It’s Equal Pay Day on Monday 4 September. Equal Pay Day marks the extra time women have to work past the end of the financial year in order to catch up to what men had been paid. It recognises the ongoing discrepancy in remuneration between men and women and how women in the workforce are still undervalued.
Using Average Weekly Earnings data released by the Australian Bureau of Statistics the Workplace Gender Equality Agency (WGEA) calculates the national gender pay gap to be 15.3%. On average, men working full-time earned $1,638.30 and women earned $1,387.10, a difference of $251.20 per week. This is a decrease of 0.9% as between May 2016 and May 2017, women’s weekly earnings grew by 2.6%, while men’s weekly earnings grew by 1.5%.
Each year when we reach this point there is much debate and discussion on the gender pay gap. So what are the facts and the myths when it comes to the gender pay gap?

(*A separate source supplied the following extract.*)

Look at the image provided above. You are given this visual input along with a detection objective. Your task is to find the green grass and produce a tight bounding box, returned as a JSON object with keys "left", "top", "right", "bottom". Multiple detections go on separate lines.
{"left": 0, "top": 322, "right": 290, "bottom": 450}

Last year DCA worked with KPMG and WGEA to clearly explain the very real economic factors contributing to the gender pay gap. The report She’s Price(d)less – the economics of the gender pay gap used econometric modelling to explain the causes underlying the pay gap. The two leading factors were found to be:
- Sex discrimination, where women are paid less than men simply because they are women, is the single largest factor contributing to the gender pay gap, accounting for 38%.
- Years out, the length of time out of the workforce primarily for caring responsibilities, makes up 21% of the gap.
- Women ‘choose’ to work part-time
The 2016 Census once again showed that women do the bulk of unpaid caring roles in families and given that men are paid more than women it isn’t really a choice but a financial necessity for the higher wage earner to be in full-time work.
- Women ‘choose’ lower paying jobs
Research shows that when women move into an industry in larger numbers, the work is devalued and everyone is paid less. Another study shows that the higher the percentage of women in an industry the lower its perceived ‘prestige’.